Comparison of the area under the ROC curve (AUC) for five different methods for predicting motif sites of six transcription factors

Factor CTCF NRSE P53 MYC STAT1 NFkappaB
BLS 0.747 0.756 0.659 0.634 0.554 0.708
BBLS 0.814 0.941 0.861 0.683 0.606 0.722
MONKEY 0.693 0.658 0.566 0.540 0.545 0.558
UCSC TFBS 0.681 0.596 0.587 0.529 0.712
PhastCons 0.557 0.533 0.481 0.548 0.494 0.651

Best results are in bold.

In addition to CTCF, we also compared the performance of the different methods for predicting the sites of five other motifs—NRSE (neuron-restrictive silencer element, Johnson et al., 2006), P53 (Wei et al., 2006), STAT1 (Robertson et al., 2007), MYC (Zeller et al., 2006) and NFkappaB (Lim et al., 2005). The binding sites of these five motifs have recently been mapped in human cells using the high-throughput techniques ChIP-seq or ChIP-pet (chromatin immunopreciptation coupled with paired end ditag sequencing). Overall, the experiment work has identified 2274 NRSE sites, 542 P53 sites, 41 515 STAT1 sites, 4296 MYC sites and 488 NFkappaB sites in human cells. We tested the performance of the four methods discussed above for predicting these experimentally identified sites and plotted their ROC curves in Figure 1B and C and Supplementary Figs S3–S8. In addition to the four methods mentioned above, we also tested how the predicted TFBS sites available from the UCSC genome browser (Karolchik et al., 2003) overlap with the experimentally identified sites for the five additional motifs (CTCF predictions are not available from the UCSC TFBS). TFBS uses the sum of the motif-matching scores in different species to score a motif site, without taking into account the phylogenetic relationship between the species. Note that in evaluating the performance of these different methods, we have defined true positive sites as those that are supported by the chip data and that match to a given positional weight matrix. They represent 37% of the 26 114 CTCF sites, 45% of the 2274 NRSE sites, 21% of the 542 P53 sites, 24% of the 4296 MYC sites, 3% of the 41 515 STAT1 sites and 12% of the 488 NFkappaB sites that are identified by the chip experiments. If all experimentally identified sites are used as true positives, the false negative rates corresponding to each method will need to be uniformly scaled down by these factors.

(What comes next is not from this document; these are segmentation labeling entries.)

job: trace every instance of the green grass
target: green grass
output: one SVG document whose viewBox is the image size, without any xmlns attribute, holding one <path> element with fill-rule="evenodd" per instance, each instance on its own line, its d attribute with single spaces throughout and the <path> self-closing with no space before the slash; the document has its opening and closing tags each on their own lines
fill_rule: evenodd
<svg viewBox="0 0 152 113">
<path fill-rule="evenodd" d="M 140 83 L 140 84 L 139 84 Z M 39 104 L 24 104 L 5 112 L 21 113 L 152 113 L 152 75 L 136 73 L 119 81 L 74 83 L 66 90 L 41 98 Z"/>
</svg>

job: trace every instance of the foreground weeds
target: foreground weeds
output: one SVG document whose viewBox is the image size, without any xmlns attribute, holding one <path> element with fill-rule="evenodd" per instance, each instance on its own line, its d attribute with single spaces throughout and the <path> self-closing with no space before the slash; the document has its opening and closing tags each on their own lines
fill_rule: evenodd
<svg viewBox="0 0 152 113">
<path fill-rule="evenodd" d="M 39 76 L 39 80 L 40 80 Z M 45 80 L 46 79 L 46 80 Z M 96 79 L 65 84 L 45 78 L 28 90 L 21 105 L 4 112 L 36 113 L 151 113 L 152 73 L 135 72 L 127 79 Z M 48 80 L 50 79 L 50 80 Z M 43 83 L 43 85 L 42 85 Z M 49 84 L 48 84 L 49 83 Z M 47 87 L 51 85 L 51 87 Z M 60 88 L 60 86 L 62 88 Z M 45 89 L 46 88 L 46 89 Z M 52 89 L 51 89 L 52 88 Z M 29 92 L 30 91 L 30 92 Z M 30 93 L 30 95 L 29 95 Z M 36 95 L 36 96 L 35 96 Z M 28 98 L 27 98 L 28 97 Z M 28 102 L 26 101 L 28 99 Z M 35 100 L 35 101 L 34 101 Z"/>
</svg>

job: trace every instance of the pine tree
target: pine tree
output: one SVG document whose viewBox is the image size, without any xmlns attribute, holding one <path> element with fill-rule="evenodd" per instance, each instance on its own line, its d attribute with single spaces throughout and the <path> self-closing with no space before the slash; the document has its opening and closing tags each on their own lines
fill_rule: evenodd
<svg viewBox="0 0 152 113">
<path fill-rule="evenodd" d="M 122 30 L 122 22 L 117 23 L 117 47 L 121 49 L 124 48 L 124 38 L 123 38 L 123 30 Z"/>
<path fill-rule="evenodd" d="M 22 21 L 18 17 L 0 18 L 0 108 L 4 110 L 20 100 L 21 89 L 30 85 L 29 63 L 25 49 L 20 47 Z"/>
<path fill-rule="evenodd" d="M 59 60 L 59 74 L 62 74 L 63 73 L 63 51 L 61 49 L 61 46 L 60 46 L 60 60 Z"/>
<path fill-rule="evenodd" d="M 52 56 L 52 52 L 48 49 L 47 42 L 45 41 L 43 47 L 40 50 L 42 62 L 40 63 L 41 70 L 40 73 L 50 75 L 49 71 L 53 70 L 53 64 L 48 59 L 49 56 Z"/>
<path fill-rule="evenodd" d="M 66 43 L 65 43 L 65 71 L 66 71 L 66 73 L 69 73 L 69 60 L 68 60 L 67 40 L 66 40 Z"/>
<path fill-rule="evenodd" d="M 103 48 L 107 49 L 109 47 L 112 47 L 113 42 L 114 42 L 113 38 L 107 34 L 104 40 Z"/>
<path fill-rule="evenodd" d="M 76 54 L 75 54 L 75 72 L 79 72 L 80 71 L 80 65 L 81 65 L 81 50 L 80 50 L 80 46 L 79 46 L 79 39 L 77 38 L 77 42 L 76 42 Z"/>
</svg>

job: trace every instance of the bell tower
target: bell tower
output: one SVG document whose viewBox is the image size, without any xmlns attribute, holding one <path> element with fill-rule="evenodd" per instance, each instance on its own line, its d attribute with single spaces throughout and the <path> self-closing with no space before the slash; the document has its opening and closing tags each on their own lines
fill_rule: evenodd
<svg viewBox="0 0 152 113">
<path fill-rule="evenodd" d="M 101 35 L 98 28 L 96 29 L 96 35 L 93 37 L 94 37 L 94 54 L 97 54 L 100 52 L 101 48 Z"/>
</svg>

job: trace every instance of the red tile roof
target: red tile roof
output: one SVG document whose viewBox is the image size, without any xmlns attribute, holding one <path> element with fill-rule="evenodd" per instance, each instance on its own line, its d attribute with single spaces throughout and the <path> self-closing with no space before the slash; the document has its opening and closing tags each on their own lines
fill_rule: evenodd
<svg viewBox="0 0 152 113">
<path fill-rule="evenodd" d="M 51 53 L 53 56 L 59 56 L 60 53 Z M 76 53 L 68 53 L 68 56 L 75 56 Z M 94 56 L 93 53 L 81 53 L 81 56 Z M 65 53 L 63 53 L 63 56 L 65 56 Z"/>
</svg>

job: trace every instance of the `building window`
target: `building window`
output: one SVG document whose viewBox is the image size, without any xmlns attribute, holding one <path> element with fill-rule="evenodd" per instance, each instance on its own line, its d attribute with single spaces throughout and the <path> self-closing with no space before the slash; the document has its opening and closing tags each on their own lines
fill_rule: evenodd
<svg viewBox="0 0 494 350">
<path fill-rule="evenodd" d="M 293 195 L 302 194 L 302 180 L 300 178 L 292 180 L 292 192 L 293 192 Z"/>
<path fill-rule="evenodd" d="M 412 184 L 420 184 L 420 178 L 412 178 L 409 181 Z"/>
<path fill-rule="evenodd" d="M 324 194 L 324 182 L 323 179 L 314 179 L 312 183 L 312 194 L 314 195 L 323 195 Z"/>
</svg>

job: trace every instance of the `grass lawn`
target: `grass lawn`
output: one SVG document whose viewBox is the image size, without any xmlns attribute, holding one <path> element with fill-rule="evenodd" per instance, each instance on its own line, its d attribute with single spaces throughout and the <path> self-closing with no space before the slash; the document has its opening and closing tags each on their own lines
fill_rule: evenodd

BBLS consistently outperforms all other four approaches mentioned above for predicting the sites of the five motifs (Table 1). The AUC of the ROC curves for BBLS is 0.94, 0.86, 0.68, 0.61 and 0.72 for NRSE, P53, MYC, STAT1 and NFkappaB, respectively, all of which are considerably better than the second best method (BLS for NRSE, P53 and STAT1 and TFBS for NFkappaB). The PhastCons conservation score consistently ranks lower than the four other methods (except for NFkappaB), reinforcing the importance of considering the motif model in measuring cross-species conservation.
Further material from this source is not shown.